Nov 15th, 2007, 04:34 AM
Md5 Password encryption, how?
i wanna use md5 password encryption for my application, but don't knows how to handle it?
I have defined the bean for the passwordEncoder:
<!-- MD5 Encoder -->
<bean id="passwordEncoder" class="org.acegisecurity.providers.encoding.Md5Pas swordEncoder"></bean>
<!-- Authentifizierung -->
<property name="userDetailsService" ref="loginAuthService" />
<property name="passwordEncoder"><ref bean="passwordEncoder"/></property>
But how did i use this password Encoder to make a md5 encryption?
Nov 15th, 2007, 05:25 AM
For creating an MD5 digest of a password you could use a plain java.security.MessageDigest, specifying MD5 as algorithm.
Nov 15th, 2007, 05:59 AM
ok, but i don't know on which location i must use it?
Nov 15th, 2007, 06:24 AM
For initially setting up a user you need an administrative tool/dialog for your application. From there the data has to be filled.
If the user has to be able to change his password, you also need an extra dialog there. The user enters his password, you hash it and store the hash.
As of securing such dialogs: For the administrative dialog you should ensure that only an administrator could access it.

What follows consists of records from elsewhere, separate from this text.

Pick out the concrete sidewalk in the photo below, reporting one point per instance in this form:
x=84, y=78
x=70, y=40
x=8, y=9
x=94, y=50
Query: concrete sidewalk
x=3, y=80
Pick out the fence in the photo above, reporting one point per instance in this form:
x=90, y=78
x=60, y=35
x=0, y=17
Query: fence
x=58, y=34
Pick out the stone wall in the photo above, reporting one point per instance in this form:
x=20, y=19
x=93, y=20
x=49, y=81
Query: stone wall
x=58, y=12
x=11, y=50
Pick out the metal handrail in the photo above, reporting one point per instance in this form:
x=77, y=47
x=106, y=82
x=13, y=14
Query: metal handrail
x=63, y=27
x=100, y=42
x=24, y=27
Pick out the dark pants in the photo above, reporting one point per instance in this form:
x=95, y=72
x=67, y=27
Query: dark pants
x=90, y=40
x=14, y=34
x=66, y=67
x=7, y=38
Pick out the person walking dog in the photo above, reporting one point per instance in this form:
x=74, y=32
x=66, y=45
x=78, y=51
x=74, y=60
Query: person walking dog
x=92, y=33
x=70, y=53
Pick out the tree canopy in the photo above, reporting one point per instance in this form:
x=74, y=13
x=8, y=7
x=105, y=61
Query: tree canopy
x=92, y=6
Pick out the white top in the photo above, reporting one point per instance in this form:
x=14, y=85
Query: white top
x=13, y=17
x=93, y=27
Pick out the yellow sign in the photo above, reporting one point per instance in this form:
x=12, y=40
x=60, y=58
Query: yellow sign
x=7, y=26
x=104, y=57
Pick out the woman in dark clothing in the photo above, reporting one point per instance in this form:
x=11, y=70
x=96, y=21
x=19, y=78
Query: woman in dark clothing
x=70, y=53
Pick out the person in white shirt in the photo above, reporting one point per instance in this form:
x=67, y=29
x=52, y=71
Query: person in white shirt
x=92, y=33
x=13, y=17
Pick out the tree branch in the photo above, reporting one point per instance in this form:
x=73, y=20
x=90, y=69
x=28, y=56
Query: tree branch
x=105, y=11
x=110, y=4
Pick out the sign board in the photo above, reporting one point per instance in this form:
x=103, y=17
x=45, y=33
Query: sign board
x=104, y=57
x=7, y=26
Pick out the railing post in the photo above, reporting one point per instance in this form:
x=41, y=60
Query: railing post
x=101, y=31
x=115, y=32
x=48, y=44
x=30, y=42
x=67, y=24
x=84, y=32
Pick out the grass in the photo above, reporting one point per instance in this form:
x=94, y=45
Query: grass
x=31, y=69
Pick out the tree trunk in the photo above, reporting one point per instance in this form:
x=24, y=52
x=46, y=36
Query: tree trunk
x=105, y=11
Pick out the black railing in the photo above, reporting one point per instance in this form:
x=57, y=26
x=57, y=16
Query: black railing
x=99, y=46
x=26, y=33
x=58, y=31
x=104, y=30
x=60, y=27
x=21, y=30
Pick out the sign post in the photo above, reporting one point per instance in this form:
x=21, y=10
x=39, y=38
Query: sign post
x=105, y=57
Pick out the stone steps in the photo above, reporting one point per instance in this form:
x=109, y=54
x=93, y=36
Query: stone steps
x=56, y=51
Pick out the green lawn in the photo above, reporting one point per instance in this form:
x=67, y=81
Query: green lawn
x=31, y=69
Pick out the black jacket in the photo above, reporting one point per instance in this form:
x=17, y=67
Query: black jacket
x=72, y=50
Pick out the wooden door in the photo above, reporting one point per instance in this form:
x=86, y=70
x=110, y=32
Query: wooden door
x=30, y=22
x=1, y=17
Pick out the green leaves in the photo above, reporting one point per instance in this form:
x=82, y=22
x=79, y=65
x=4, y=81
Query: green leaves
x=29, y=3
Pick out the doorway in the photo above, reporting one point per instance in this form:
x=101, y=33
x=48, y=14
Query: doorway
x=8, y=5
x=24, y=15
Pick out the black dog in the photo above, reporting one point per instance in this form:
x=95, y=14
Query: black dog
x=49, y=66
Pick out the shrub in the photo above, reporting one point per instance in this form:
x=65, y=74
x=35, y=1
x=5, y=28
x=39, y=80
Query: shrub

For a user changing his password you should ensure that he is authenticated before he can do it. However, there might arise problems when the passowrd of an already authenticated user changes. But I remember there have been some threads around concerning this topic.
Nov 15th, 2007, 06:47 AM
i understand what you mean.
What i don't understand is:
what happens if the user wants to login, with login and 1234 as example?
Will acegi encrypt the 1234 by himself?
Nov 15th, 2007, 06:53 AM
Yes, that is what the encoder is for. To be exact, it is not encryption, it is hashing. The difference is, that the former is reversible and the latter is not.
Originally Posted by struggle
The point is, that you store only the password hash, and acegi generates a hash from the login data and compares these hashes. Just ensure that the passwort is not transferred unsecurely before hashing it. So the cleartext password is safe.